The maximum glucose yield of 118.21 mg g⁻¹ was achieved using a 2.0-mL enzyme load and a 72-h incubation period (Figure 6a, Table 7). This result is consistent with the response surface model, where a contour plot indicated optimal glucose release within an enzyme concentration range of 1.5–2.0 U mL^‒1 and an incubation time of 50–70 h. These findings align with previous reports on the enzymatic conversion of lignocellulosic biomass into fermentable sugars. For instance, similar enzymatic treatments have yielded 50% glucose recovery from rice hulls [41] and 80% total glucose yield from wheat bran after, followed by a 5% enzymatic load for 72 h [41]. The effectiveness of enzyme cocktails (cellulase, xylanase, hemicellulase, and glucosidase) for enhancing sugar yields is well-established, further validating the approach used here [57]. Similarly, our results for P. pinnata (429 mg g⁻¹ glucose) compare favorably with the yields obtained from rice polish, which we previously achieved, where enzymatic hydrolysis was also found to be a necessary secondary step to achieve industrial-scale sugar concentrations [58,59]. The RSM model demonstrated high reliability (R ² = 0.9741), reflecting the exploitation of RSM in optimizing bioethanol production from other non-edible feedstocks like Bombax ceiba [60].

Following optimization of all physiochemical parameters, acidic pretreatment, and enzymatic saccharification of P. pinnata, fermentation was conducted using S. cerevisiae. This yeast was selected for its industrial prominence, owing to its efficient sugar metabolism, high ethanol yield, and environmental robustness [61].

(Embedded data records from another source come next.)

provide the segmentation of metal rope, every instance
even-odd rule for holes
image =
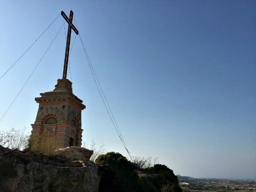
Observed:
[[[29,48],[28,48],[28,49],[26,50],[26,51],[25,52],[24,52],[24,53],[23,53],[21,56],[20,56],[20,58],[19,58],[18,59],[18,60],[17,60],[17,61],[16,61],[16,62],[15,62],[15,63],[14,63],[14,64],[13,64],[12,65],[12,66],[11,67],[10,67],[10,68],[9,68],[9,69],[8,70],[7,70],[7,71],[6,71],[6,73],[4,73],[4,74],[3,74],[3,76],[1,76],[1,77],[0,77],[0,79],[2,79],[2,78],[3,77],[3,76],[4,76],[5,75],[5,74],[6,74],[6,73],[7,73],[8,71],[9,71],[9,70],[10,70],[10,69],[11,69],[11,68],[12,68],[12,67],[13,67],[14,66],[14,65],[15,65],[15,64],[16,64],[16,63],[17,62],[18,62],[18,61],[20,60],[20,58],[21,58],[21,57],[22,57],[22,56],[23,56],[23,55],[25,55],[25,53],[26,53],[27,52],[27,51],[28,51],[28,50],[29,50],[29,49],[30,49],[31,48],[31,47],[32,47],[33,46],[33,45],[34,45],[34,44],[35,44],[35,42],[36,42],[36,41],[38,41],[38,40],[39,39],[39,38],[40,38],[41,37],[41,36],[43,35],[43,34],[44,34],[44,32],[45,32],[46,31],[46,30],[47,30],[47,29],[48,29],[48,28],[49,28],[50,27],[50,26],[51,25],[52,25],[52,23],[53,23],[53,22],[54,22],[54,21],[55,21],[55,20],[56,20],[57,19],[57,18],[58,17],[58,16],[60,16],[60,15],[61,15],[61,14],[60,14],[60,14],[59,14],[59,15],[58,15],[58,16],[57,17],[56,17],[56,18],[55,18],[55,19],[54,20],[53,20],[53,21],[52,21],[52,23],[51,23],[50,24],[50,25],[49,25],[49,26],[48,26],[48,27],[47,28],[46,28],[46,29],[45,29],[45,30],[44,30],[44,32],[43,32],[43,33],[42,33],[42,34],[41,34],[41,35],[40,36],[39,36],[39,38],[38,38],[37,39],[36,39],[36,40],[35,40],[35,41],[34,42],[34,43],[33,43],[33,44],[32,44],[32,45],[30,46],[30,47],[29,47]]]
[[[48,48],[46,50],[46,51],[44,53],[44,55],[43,55],[43,56],[42,57],[42,58],[41,58],[41,59],[40,59],[40,60],[39,61],[39,62],[38,62],[38,63],[37,65],[36,65],[36,66],[35,66],[35,69],[34,69],[34,70],[33,70],[33,71],[32,72],[32,73],[30,74],[30,76],[29,77],[29,78],[28,78],[28,79],[27,79],[27,80],[25,82],[25,84],[24,84],[24,85],[22,87],[21,87],[21,89],[20,89],[20,91],[19,92],[19,93],[18,93],[18,94],[17,94],[17,95],[15,97],[15,98],[13,100],[13,101],[12,101],[12,103],[11,104],[11,105],[10,105],[10,106],[9,106],[9,107],[7,109],[7,110],[6,110],[6,111],[5,112],[5,113],[4,113],[4,114],[3,114],[3,116],[2,117],[2,118],[1,118],[1,119],[0,119],[0,122],[2,120],[2,119],[3,119],[3,117],[5,115],[5,114],[6,114],[6,113],[7,112],[7,111],[8,111],[8,110],[9,110],[9,109],[11,107],[11,106],[12,105],[12,104],[13,103],[13,102],[14,102],[14,101],[16,100],[16,99],[17,98],[17,97],[20,94],[20,93],[21,92],[21,90],[22,90],[23,89],[23,88],[24,87],[25,87],[25,85],[26,84],[27,82],[29,81],[29,79],[30,78],[30,77],[31,77],[31,76],[32,76],[32,75],[33,74],[33,73],[34,73],[34,71],[37,68],[38,66],[38,65],[40,63],[40,62],[41,62],[41,61],[42,61],[42,59],[43,59],[43,58],[44,58],[44,55],[45,55],[45,54],[46,54],[46,53],[48,51],[48,49],[50,48],[50,47],[51,47],[51,45],[52,45],[52,43],[53,42],[53,41],[55,40],[55,39],[56,38],[56,37],[57,37],[57,35],[58,35],[58,34],[59,32],[60,31],[61,29],[61,28],[62,28],[63,26],[63,25],[62,25],[62,26],[61,26],[61,29],[60,29],[60,30],[59,30],[59,31],[58,31],[58,33],[57,33],[57,35],[56,35],[56,36],[55,36],[55,37],[53,39],[53,40],[52,40],[52,43],[51,43],[51,44],[50,44],[50,45],[49,46],[49,47],[48,47]]]
[[[76,18],[75,18],[75,17],[74,16],[74,18],[75,19],[75,22],[76,23],[76,27],[78,29],[78,27],[77,27],[77,25],[76,24]],[[101,86],[100,85],[100,84],[99,83],[99,80],[98,79],[98,78],[97,77],[97,76],[96,75],[96,73],[95,73],[95,71],[94,71],[94,70],[93,69],[93,67],[92,64],[90,61],[90,58],[89,58],[89,56],[88,55],[88,54],[87,53],[87,52],[86,51],[86,50],[85,49],[85,48],[84,47],[84,44],[83,43],[83,42],[82,41],[82,39],[81,38],[81,37],[80,36],[80,34],[79,34],[79,37],[80,38],[80,41],[81,41],[81,43],[82,44],[82,46],[83,47],[83,48],[84,49],[84,54],[85,54],[85,56],[86,57],[86,58],[87,59],[87,61],[88,62],[88,64],[89,64],[90,70],[91,70],[91,72],[93,75],[93,79],[94,79],[94,81],[95,82],[95,83],[96,84],[96,85],[97,86],[97,88],[98,88],[98,90],[99,91],[99,94],[100,95],[100,96],[102,98],[102,101],[103,102],[103,103],[104,104],[104,105],[105,106],[105,108],[106,108],[106,109],[107,110],[107,111],[108,112],[108,115],[112,122],[112,123],[113,124],[113,125],[114,125],[114,127],[115,128],[115,129],[116,129],[116,132],[117,133],[117,134],[118,134],[118,136],[119,137],[119,138],[120,138],[123,145],[124,145],[124,147],[125,147],[125,150],[126,150],[126,151],[127,151],[127,152],[128,153],[128,154],[129,154],[129,156],[130,156],[130,157],[131,157],[131,159],[132,159],[131,156],[131,154],[130,154],[130,152],[128,150],[128,149],[127,148],[127,147],[126,146],[126,145],[125,144],[125,142],[124,140],[123,139],[122,136],[122,134],[121,134],[121,132],[120,131],[120,130],[119,129],[119,128],[118,128],[118,126],[117,126],[117,124],[116,123],[116,120],[115,120],[115,118],[114,118],[113,115],[113,113],[112,113],[112,111],[111,111],[111,109],[110,108],[110,107],[109,106],[109,105],[108,105],[108,101],[106,98],[106,97],[105,96],[105,95],[103,91],[102,88]],[[97,80],[97,81],[96,81],[96,79]],[[97,83],[97,82],[98,82],[98,83]],[[106,101],[106,102],[107,103],[107,105],[108,105],[108,107],[107,106],[107,105],[106,105],[106,103],[105,103],[105,101],[104,101],[104,99],[103,99],[103,97],[102,97],[102,93],[101,93],[100,89],[99,87],[99,86],[98,85],[98,84],[99,84],[99,87],[100,87],[100,90],[101,90],[101,92],[102,93],[102,94],[103,95],[103,96],[104,97],[104,99],[105,99],[105,101]],[[109,111],[111,112],[111,114],[112,115],[112,117],[110,115],[110,113],[108,111],[108,109],[109,109]],[[113,118],[113,119],[112,119]]]

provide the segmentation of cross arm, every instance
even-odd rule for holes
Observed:
[[[72,11],[71,12],[72,12]],[[73,12],[72,12],[72,14],[73,13]],[[69,18],[67,17],[67,16],[65,14],[65,13],[63,11],[61,11],[61,15],[62,15],[62,17],[63,17],[64,18],[65,20],[66,20],[66,21],[67,21],[67,22],[68,23],[68,24],[70,25],[71,28],[73,29],[73,30],[74,30],[74,31],[75,32],[76,34],[76,35],[78,35],[78,30],[76,29],[76,28],[75,27],[75,26],[74,26],[74,25],[73,25],[73,23],[72,23],[71,22],[70,22]]]

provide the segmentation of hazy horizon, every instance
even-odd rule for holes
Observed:
[[[0,0],[0,76],[61,11],[72,9],[132,156],[159,157],[175,175],[256,177],[256,1]],[[64,22],[58,17],[0,79],[2,118]],[[67,25],[3,119],[32,130],[35,97],[62,78]],[[127,153],[72,32],[74,93],[83,101],[83,142]],[[67,79],[71,80],[70,68]]]

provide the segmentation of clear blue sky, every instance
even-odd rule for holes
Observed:
[[[182,175],[256,178],[256,1],[0,3],[0,76],[72,9],[132,155],[158,157]],[[60,15],[0,79],[0,117],[63,23]],[[0,130],[31,131],[35,98],[61,78],[65,43],[63,28]],[[126,156],[78,36],[70,61],[74,93],[87,106],[83,141]]]

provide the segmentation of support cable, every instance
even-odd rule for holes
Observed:
[[[18,60],[17,60],[17,61],[15,61],[15,63],[14,63],[14,64],[13,64],[12,65],[12,66],[11,67],[10,67],[10,68],[9,68],[9,69],[8,70],[7,70],[7,71],[6,71],[6,73],[4,73],[3,75],[3,76],[1,76],[1,77],[0,77],[0,79],[2,79],[2,78],[3,77],[3,76],[4,76],[5,75],[5,74],[6,74],[6,73],[7,73],[8,71],[9,71],[9,70],[10,70],[10,69],[11,69],[11,68],[12,68],[12,67],[13,67],[14,66],[14,65],[15,65],[15,64],[16,64],[16,63],[17,63],[17,62],[18,62],[18,61],[20,60],[20,58],[21,58],[22,57],[22,56],[23,56],[23,55],[25,55],[25,53],[26,53],[26,52],[27,52],[27,51],[28,51],[28,50],[29,50],[29,49],[30,49],[31,48],[31,47],[32,47],[33,46],[33,45],[34,45],[34,44],[35,44],[35,42],[36,42],[36,41],[38,41],[38,40],[39,39],[39,38],[40,38],[41,37],[41,36],[43,35],[43,34],[44,34],[44,32],[45,32],[46,31],[46,30],[47,30],[47,29],[48,29],[48,28],[49,28],[50,27],[50,26],[51,25],[52,25],[52,24],[53,23],[53,22],[54,22],[54,21],[55,21],[55,20],[56,20],[57,19],[57,18],[58,17],[58,16],[60,16],[60,15],[61,15],[61,14],[60,14],[60,14],[59,14],[59,15],[58,15],[58,16],[57,17],[56,17],[56,18],[55,18],[55,19],[54,20],[53,20],[53,21],[52,21],[52,23],[51,23],[51,24],[50,24],[50,25],[49,25],[49,26],[48,26],[48,27],[47,27],[47,28],[46,28],[46,29],[45,29],[45,30],[44,30],[44,32],[43,32],[43,33],[42,33],[42,34],[41,34],[41,35],[40,36],[39,36],[39,38],[38,38],[37,39],[36,39],[36,40],[35,40],[35,41],[34,42],[34,43],[33,43],[33,44],[32,44],[32,45],[30,46],[30,47],[29,47],[29,48],[28,48],[28,49],[26,50],[26,51],[25,52],[24,52],[24,53],[23,53],[23,54],[21,55],[21,56],[20,56],[20,58],[19,58],[18,59]]]
[[[75,40],[76,40],[76,35],[75,36],[75,39],[74,39],[74,41],[73,41],[73,44],[72,44],[72,46],[71,47],[71,49],[70,51],[69,55],[70,56],[70,54],[71,53],[71,51],[72,50],[72,48],[73,48],[73,45],[74,45],[74,43],[75,42]],[[72,77],[71,76],[71,70],[70,70],[70,60],[68,61],[68,67],[70,70],[70,80],[71,83],[72,82]],[[80,138],[79,133],[79,122],[78,121],[78,118],[77,116],[77,113],[76,112],[76,102],[75,102],[75,95],[74,94],[74,92],[73,91],[73,86],[71,85],[72,88],[72,94],[73,94],[73,101],[74,102],[74,107],[75,108],[75,113],[76,113],[76,124],[77,124],[77,130],[78,132],[78,138],[79,138],[79,142],[81,145],[82,145],[82,143],[81,143],[81,140]]]
[[[7,111],[8,111],[8,110],[9,110],[9,109],[11,107],[11,106],[12,105],[12,104],[13,103],[13,102],[16,100],[16,99],[17,98],[17,97],[20,94],[20,92],[21,92],[21,91],[23,89],[23,88],[24,88],[24,87],[25,87],[25,85],[26,84],[27,82],[28,82],[28,81],[29,81],[29,79],[30,78],[30,77],[31,77],[31,76],[32,76],[32,75],[33,74],[33,73],[34,73],[34,72],[35,72],[35,70],[37,68],[38,66],[38,65],[40,63],[40,62],[41,62],[41,61],[42,61],[42,59],[43,59],[43,58],[44,58],[44,55],[45,55],[45,54],[46,54],[46,53],[48,51],[48,50],[49,50],[49,48],[50,48],[50,47],[51,47],[51,45],[52,45],[52,43],[53,42],[53,41],[55,40],[55,39],[56,38],[56,37],[58,35],[58,34],[59,32],[61,31],[61,29],[63,27],[63,25],[62,25],[62,26],[61,26],[61,29],[60,29],[60,30],[59,30],[59,31],[58,31],[58,33],[57,33],[57,35],[56,35],[56,36],[55,36],[55,37],[53,39],[53,40],[52,40],[52,43],[51,43],[51,44],[50,44],[50,45],[49,46],[49,47],[48,47],[48,48],[46,50],[46,51],[44,53],[44,55],[43,55],[43,56],[42,57],[42,58],[41,58],[41,59],[40,59],[40,60],[39,61],[39,62],[38,62],[38,63],[37,65],[36,65],[36,66],[35,66],[35,69],[34,69],[34,70],[33,70],[33,71],[32,71],[32,73],[30,74],[30,76],[29,77],[29,78],[28,78],[28,79],[27,79],[27,80],[25,82],[25,84],[23,85],[23,86],[22,86],[22,87],[21,87],[21,89],[20,89],[20,91],[19,92],[19,93],[18,93],[18,94],[17,94],[17,95],[15,97],[15,98],[13,100],[13,101],[12,101],[12,103],[11,104],[11,105],[10,105],[10,106],[9,106],[9,107],[7,109],[7,110],[6,110],[6,111],[5,112],[5,113],[4,113],[4,114],[3,114],[3,116],[2,117],[2,118],[1,118],[1,119],[0,119],[0,122],[2,120],[2,119],[3,119],[3,117],[5,115],[5,114],[7,112]]]
[[[76,18],[75,18],[75,17],[74,17],[74,18],[75,19],[75,22],[76,22],[76,28],[78,29],[78,27],[77,27],[77,25],[76,24]],[[125,144],[125,142],[124,140],[123,139],[122,136],[122,134],[121,134],[121,132],[120,131],[120,130],[119,129],[119,128],[118,128],[118,126],[117,125],[117,124],[116,123],[116,122],[115,119],[115,118],[114,118],[113,115],[113,113],[112,112],[112,111],[111,111],[110,107],[109,106],[109,105],[108,105],[108,101],[106,98],[106,97],[105,96],[105,95],[103,91],[102,88],[101,86],[100,85],[100,84],[99,83],[99,80],[98,79],[98,78],[97,77],[97,76],[96,75],[96,73],[95,73],[95,71],[94,71],[94,70],[93,69],[93,67],[92,64],[90,61],[90,58],[89,58],[89,56],[88,55],[88,54],[87,53],[87,52],[86,51],[86,50],[85,49],[85,48],[84,47],[84,44],[83,43],[83,42],[82,41],[82,39],[81,38],[81,37],[80,36],[80,34],[79,34],[80,39],[80,41],[81,41],[81,43],[82,44],[82,46],[83,47],[83,48],[84,49],[84,54],[85,54],[85,56],[86,57],[86,58],[87,59],[87,61],[88,62],[88,64],[89,64],[89,66],[90,68],[90,70],[91,70],[91,72],[93,75],[93,79],[94,79],[94,81],[95,82],[95,83],[96,84],[96,85],[97,86],[97,88],[98,88],[98,90],[99,93],[99,94],[100,95],[100,96],[102,98],[102,101],[103,102],[103,103],[104,104],[104,105],[105,106],[105,108],[106,108],[106,109],[107,110],[107,111],[108,112],[108,115],[112,122],[112,123],[113,124],[113,125],[114,125],[114,127],[115,128],[115,129],[116,129],[116,132],[117,133],[117,134],[118,134],[118,136],[119,137],[119,138],[120,138],[123,145],[124,145],[124,147],[125,147],[125,150],[126,150],[126,151],[127,151],[127,152],[128,153],[128,154],[129,154],[129,156],[130,156],[130,158],[131,158],[131,159],[132,159],[131,156],[131,154],[130,154],[130,152],[128,150],[128,149],[127,148],[127,147],[126,146],[126,145]],[[96,80],[96,79],[97,80],[97,81]],[[98,83],[97,82],[98,82]],[[99,84],[99,86],[98,85],[98,84]],[[101,92],[101,91],[100,90],[100,88],[99,88],[99,87],[100,87],[100,90],[101,90],[101,92],[102,92],[102,93]],[[103,96],[102,96],[102,95],[103,95]],[[106,105],[106,103],[105,102],[105,101],[104,100],[104,99],[103,99],[103,97],[105,99],[105,100],[106,101],[106,103],[107,103],[107,105],[108,105],[108,107],[107,106],[107,105]],[[111,114],[112,115],[112,117],[111,116],[111,115],[109,112],[109,111],[110,111]]]
[[[65,20],[64,19],[63,19],[63,21],[64,23],[64,31],[65,32],[65,37],[66,38],[66,39],[67,39],[67,35],[66,35],[66,28],[65,28]],[[71,49],[70,51],[69,55],[70,56],[70,55],[71,53],[71,51],[72,50],[72,48],[73,48],[73,45],[74,45],[74,43],[75,42],[75,40],[76,40],[76,35],[75,36],[75,39],[74,39],[74,41],[73,41],[73,44],[72,44],[72,46],[71,47]],[[69,70],[70,70],[70,81],[71,81],[71,83],[72,82],[72,77],[71,76],[71,70],[70,70],[70,60],[69,60],[68,61],[68,67],[69,68]],[[76,102],[75,102],[75,96],[74,96],[74,92],[73,91],[73,86],[71,85],[71,87],[72,88],[72,94],[73,94],[73,101],[74,102],[74,106],[75,107],[75,112],[76,113],[76,124],[77,124],[77,130],[78,130],[78,137],[79,138],[79,142],[80,143],[80,144],[81,145],[82,145],[82,143],[81,143],[81,138],[80,138],[80,137],[79,135],[79,123],[78,122],[78,116],[77,116],[77,113],[76,113]]]

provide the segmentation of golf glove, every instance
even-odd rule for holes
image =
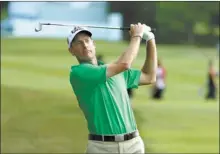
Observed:
[[[155,38],[154,34],[152,32],[150,32],[150,30],[151,30],[151,28],[149,26],[146,26],[144,28],[143,39],[146,40],[146,42]]]

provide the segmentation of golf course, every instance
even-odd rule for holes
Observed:
[[[96,41],[106,63],[127,42]],[[206,101],[208,57],[216,48],[158,45],[167,70],[165,98],[150,98],[151,86],[135,89],[131,101],[147,153],[219,153],[219,98]],[[141,68],[145,46],[133,63]],[[1,152],[83,153],[87,124],[69,83],[66,39],[1,40]]]

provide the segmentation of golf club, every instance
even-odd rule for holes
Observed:
[[[35,32],[39,32],[42,30],[43,26],[53,25],[53,26],[70,26],[70,27],[88,27],[88,28],[103,28],[103,29],[116,29],[116,30],[130,30],[130,27],[108,27],[108,26],[92,26],[92,25],[70,25],[70,24],[55,24],[55,23],[38,23],[35,28]],[[155,32],[156,29],[151,29],[151,32]]]

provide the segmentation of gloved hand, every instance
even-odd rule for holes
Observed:
[[[146,42],[155,38],[154,34],[150,32],[150,30],[151,28],[149,26],[144,27],[143,39],[146,40]]]

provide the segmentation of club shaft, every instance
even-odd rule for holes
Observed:
[[[41,25],[54,25],[54,26],[79,26],[79,27],[88,27],[88,28],[103,28],[103,29],[118,29],[118,30],[130,30],[130,27],[109,27],[109,26],[91,26],[91,25],[69,25],[69,24],[53,24],[53,23],[40,23]],[[156,29],[151,29],[152,32],[155,32]]]

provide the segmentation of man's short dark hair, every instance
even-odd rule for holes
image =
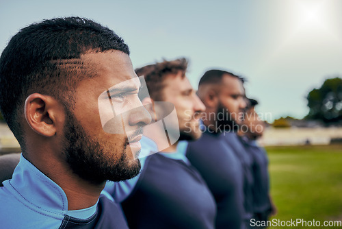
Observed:
[[[112,30],[79,17],[34,23],[12,38],[0,58],[0,109],[22,147],[26,98],[38,93],[73,107],[77,84],[96,76],[81,55],[108,50],[129,55],[128,46]]]
[[[135,73],[138,76],[144,76],[150,98],[155,101],[163,101],[162,91],[165,87],[164,80],[170,75],[176,75],[179,72],[181,72],[182,77],[184,77],[187,64],[187,60],[184,58],[172,61],[164,60],[161,62],[136,69]],[[142,88],[142,90],[146,90],[146,88]],[[143,99],[145,95],[147,93],[142,91],[140,93],[140,99]]]
[[[235,75],[229,71],[224,70],[213,69],[205,72],[205,73],[202,76],[198,83],[198,87],[203,84],[221,84],[222,80],[222,77],[224,75],[229,75],[231,76],[238,78],[242,83],[245,82],[245,79]]]

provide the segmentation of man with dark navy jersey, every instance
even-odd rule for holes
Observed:
[[[240,130],[239,135],[246,151],[252,158],[252,218],[255,221],[267,221],[271,215],[276,213],[276,208],[269,194],[267,156],[265,149],[256,141],[263,135],[264,123],[254,110],[258,101],[252,99],[248,100],[244,128]]]
[[[128,228],[103,189],[139,173],[141,129],[151,121],[129,55],[113,31],[78,17],[34,23],[10,40],[0,108],[22,154],[0,187],[1,228]]]
[[[244,228],[246,167],[229,133],[236,132],[246,106],[243,79],[210,70],[201,77],[198,95],[206,106],[203,134],[189,143],[187,157],[198,169],[217,204],[216,228]],[[237,140],[236,138],[235,139]]]
[[[185,75],[187,65],[184,58],[165,60],[136,72],[144,75],[150,92],[150,97],[142,98],[143,104],[151,100],[173,104],[178,120],[169,125],[179,128],[179,140],[191,141],[201,134],[199,118],[205,107]],[[192,131],[187,132],[187,126]],[[186,143],[177,141],[160,152],[161,139],[152,140],[166,134],[170,139],[174,137],[163,130],[142,140],[142,153],[159,152],[145,158],[131,195],[122,203],[129,227],[214,228],[215,201],[198,171],[185,157]]]

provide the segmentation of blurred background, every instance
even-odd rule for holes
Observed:
[[[195,88],[213,68],[240,75],[267,126],[275,217],[342,220],[341,9],[338,0],[0,0],[0,51],[34,22],[78,16],[122,36],[135,68],[186,57]],[[0,154],[12,152],[0,121]]]

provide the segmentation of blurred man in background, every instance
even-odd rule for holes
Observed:
[[[150,92],[150,97],[141,98],[143,104],[171,103],[178,117],[171,123],[165,119],[165,130],[146,134],[147,138],[142,140],[142,153],[160,151],[161,139],[152,139],[166,134],[170,141],[174,136],[169,130],[174,125],[179,128],[179,141],[200,136],[199,119],[205,107],[185,76],[187,67],[187,61],[181,58],[136,69],[138,75],[144,76]],[[215,201],[198,171],[185,157],[185,149],[186,145],[177,141],[146,158],[133,192],[122,203],[131,228],[215,228]]]
[[[257,140],[262,136],[265,128],[263,121],[255,111],[258,101],[248,99],[244,124],[239,135],[246,152],[252,158],[253,174],[253,220],[267,221],[271,215],[276,214],[269,195],[269,176],[268,158],[265,149],[260,147]]]
[[[250,191],[244,150],[236,136],[246,106],[244,80],[231,73],[210,70],[201,77],[198,97],[206,106],[204,133],[189,143],[187,157],[198,169],[218,206],[216,228],[244,228],[250,219]]]

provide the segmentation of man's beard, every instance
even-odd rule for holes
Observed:
[[[216,126],[222,131],[234,132],[239,130],[239,125],[232,117],[228,108],[219,101],[216,110]]]
[[[67,110],[66,114],[64,152],[74,173],[95,184],[106,180],[124,180],[139,173],[141,168],[139,160],[130,162],[127,158],[127,137],[123,144],[108,146],[105,141],[92,138],[71,111]]]

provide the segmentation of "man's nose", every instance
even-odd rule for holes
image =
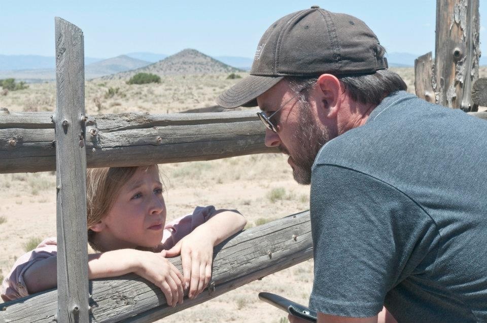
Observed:
[[[270,129],[266,128],[264,142],[267,147],[276,147],[281,144],[281,138],[276,133]]]

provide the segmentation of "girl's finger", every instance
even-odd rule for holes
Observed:
[[[210,284],[210,280],[212,279],[212,263],[206,264],[206,268],[204,271],[204,286],[205,288]]]
[[[177,272],[179,272],[179,271],[178,271]],[[173,295],[173,299],[175,300],[175,305],[178,303],[179,303],[180,304],[183,304],[183,296],[184,296],[184,292],[183,291],[183,281],[178,275],[177,272],[172,270],[169,270],[169,273],[171,278],[176,285],[176,287],[177,288],[176,292],[174,293]]]
[[[199,294],[204,288],[205,281],[206,280],[206,263],[202,263],[199,266],[199,283],[198,285],[198,294]]]
[[[179,296],[178,295],[178,284],[174,281],[172,277],[171,276],[172,272],[169,271],[169,275],[166,276],[166,283],[169,286],[171,290],[172,301],[170,303],[170,306],[174,307],[179,300]]]
[[[184,277],[183,277],[183,274],[181,273],[181,272],[178,270],[178,268],[176,268],[176,266],[173,265],[171,263],[169,263],[170,265],[170,269],[173,271],[178,277],[178,281],[181,282],[181,286],[184,287]]]
[[[171,291],[171,288],[169,284],[165,280],[163,280],[159,287],[162,291],[164,296],[166,297],[166,303],[167,303],[168,305],[171,306],[171,304],[172,304],[172,292]]]
[[[191,264],[191,282],[189,285],[189,297],[194,298],[198,292],[200,280],[199,259],[192,259]]]

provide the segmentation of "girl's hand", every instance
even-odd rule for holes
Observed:
[[[162,253],[141,252],[138,264],[133,272],[161,289],[167,305],[173,307],[183,303],[183,276],[179,270],[164,257]]]
[[[204,230],[199,230],[202,226],[196,228],[165,253],[166,257],[181,254],[185,289],[189,288],[188,296],[190,299],[203,291],[212,277],[215,241]]]

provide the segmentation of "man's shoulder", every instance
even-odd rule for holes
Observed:
[[[350,160],[353,165],[369,166],[374,161],[401,163],[409,159],[404,158],[408,154],[421,154],[426,150],[433,155],[438,146],[455,149],[459,140],[472,144],[466,132],[487,135],[487,123],[400,91],[386,98],[364,125],[327,143],[315,165],[349,167]],[[437,152],[441,153],[442,149]]]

Fermentation was conducted with 40 g of pretreated P. pinnata biomass under optimal conditions using a 3 mL inoculum containing 1 × 10⁷ cells mL^‒1 of S. cerevisiae at 37°C. Ethanol production was monitored at different time-intervals: 6, 24, 48, and 72 h. The maximum ethanol production of 6.71% was observed at 72 h and then declined (Figure 6b). The subsequent decline in ethanol concentration is likely due to the depletion of sugars and the yeast shifting to maintenance metabolism. Our findings align with previous studies that have demonstrated optimal fermentation conditions for various microorganisms. Nimbkar et al. [62] reported maximum ethanol production (12.45%) from unsterilized sweet sorghum juice at 30°C. Similarly, Chongkhong [63] and Iqbal et al. [18] observed a positive correlation between ethanol yield and increasing pH (4.4–5.9) and temperature (27–36°C), although a decline in yield was noted at higher values. Furthermore, Pichia stipitis BCC15191 yielded high ethanol concentrations from bagasse hydrolysate at 30°C and pH 5.5 after 72 h of incubation [64]. However, our results differed from those obtained by Markou et al. (56% yield with Antrosphira platensis) and Ho et al. (90% yield with Chlorella vulgaris [65]. These discrepancies can be attributed to variations in the microorganisms used and their specific growth requirements.